Revue « Undertone » : le film d'horreur A24 donne l'impression qu'un podcast est profondément effrayant

Revue « Undertone » : le film d'horreur A24 donne l'impression qu'un podcast est profondément effrayant

Sundance 2026 : le premier long métrage du scénariste-réalisateur Ian Tuason est un triomphe de la conception sonore et du cinéma lent

Mettons une chose de côté dès le départ : un film d’horreur construit autour d’un podcast semble être une idée terriblement insupportable.

Désolé, pas désolé pour ceux qui aiment ou créent des podcasts, mais il y en a tout simplement trop qui sont ennuyeux, dérivés et généralement sans imagination.
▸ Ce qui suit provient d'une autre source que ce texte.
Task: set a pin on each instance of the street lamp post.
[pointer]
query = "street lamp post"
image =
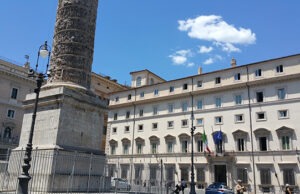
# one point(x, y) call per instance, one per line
point(193, 190)
point(24, 178)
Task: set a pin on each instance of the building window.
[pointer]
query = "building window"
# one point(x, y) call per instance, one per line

De plus, la seule chose vraiment effrayante chez la plupart d’entre eux est qu’ils pourraient contribuer à détruire les fondements de la démocratie et à faire chuter les taux d’alphabétisation déjà en chute libre. En plus de cela, faire un film sur eux pourrait facilement consister à jeter des références bon marché et internes au baseball sans investir dans les mécanismes permettant de réaliser une œuvre de cinéma d'horreur efficace.
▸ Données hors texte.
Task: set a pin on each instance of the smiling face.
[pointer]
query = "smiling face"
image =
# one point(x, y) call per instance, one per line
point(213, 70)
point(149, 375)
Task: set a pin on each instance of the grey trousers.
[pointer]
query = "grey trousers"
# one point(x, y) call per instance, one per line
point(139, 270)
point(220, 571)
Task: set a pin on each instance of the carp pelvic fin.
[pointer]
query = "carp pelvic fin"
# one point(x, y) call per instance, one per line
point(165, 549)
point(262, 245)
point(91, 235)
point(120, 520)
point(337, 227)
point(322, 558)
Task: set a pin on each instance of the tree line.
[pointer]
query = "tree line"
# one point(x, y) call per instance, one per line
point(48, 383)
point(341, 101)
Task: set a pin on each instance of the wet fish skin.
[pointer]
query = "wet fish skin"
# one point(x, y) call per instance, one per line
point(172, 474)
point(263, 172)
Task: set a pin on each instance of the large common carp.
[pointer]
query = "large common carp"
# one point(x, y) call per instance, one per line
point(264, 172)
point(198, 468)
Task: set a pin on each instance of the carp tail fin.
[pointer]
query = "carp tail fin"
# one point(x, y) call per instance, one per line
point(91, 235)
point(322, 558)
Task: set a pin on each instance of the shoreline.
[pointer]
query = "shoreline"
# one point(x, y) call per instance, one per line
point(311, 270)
Heureusement, le formidable « Undertone » du scénariste-réalisateur Ian Tuason dissipe tous les doutes avec un KO toujours effrayant d'un premier long métrage. Le film est centré sur un sceptique paranormal et un croyant qui font un podcast où ils écoutent ensemble des enregistrements soi-disant hantés. Bien qu'isolés l'un de l'autre et communiquant uniquement par ligne, ils découvrent qu'il pourrait y avoir quelque chose d'autre entre eux.
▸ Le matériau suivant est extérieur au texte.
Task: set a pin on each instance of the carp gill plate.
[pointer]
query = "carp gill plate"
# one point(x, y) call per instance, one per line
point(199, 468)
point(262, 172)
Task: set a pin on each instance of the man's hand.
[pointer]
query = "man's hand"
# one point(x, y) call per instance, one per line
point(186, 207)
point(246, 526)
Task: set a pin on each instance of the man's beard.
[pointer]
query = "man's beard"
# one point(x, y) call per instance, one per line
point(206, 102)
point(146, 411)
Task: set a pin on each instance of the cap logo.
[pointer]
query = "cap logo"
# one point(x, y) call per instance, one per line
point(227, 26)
La sceptique, Evy (Nina Kiri), s'occupe également de sa mère mourante à l'étage de la maison ; elle compte parler du paranormal avec son co-animateur, Justin (Adam DiMarco), qui est ailleurs, pour se distraire de la perte imminente à laquelle elle est confrontée. Les podcasts ne suffisent pas à repousser complètement les sentiments, même s'ils maintiennent son esprit occupé par quelque chose qui semble sans importance et idiot. Mais lorsque le duo reçoit 10 enregistrements de plus en plus inquiétants à partir d'une mystérieuse adresse e-mail, elle découvre que même lorsque les enregistrements se terminent, les sons non seulement continuent de résonner dans ses oreilles et de secouer sa santé mentale, mais peuvent même prendre son âme.

Le scepticisme cède la place à une peur pure alors que le film exploite quelque chose qui semble avoir été évoqué depuis un endroit invisible et vraiment terrifiant au-delà de notre compréhension. Les plans sont définis par une quantité troublante d'espace négatif ou par des sons à glacer le sang qui traversent le calme étrange, jetant un sort déchirant dont vous, comme Evy, pourriez avoir du mal à vous libérer une fois qu'il vous tient à sa portée.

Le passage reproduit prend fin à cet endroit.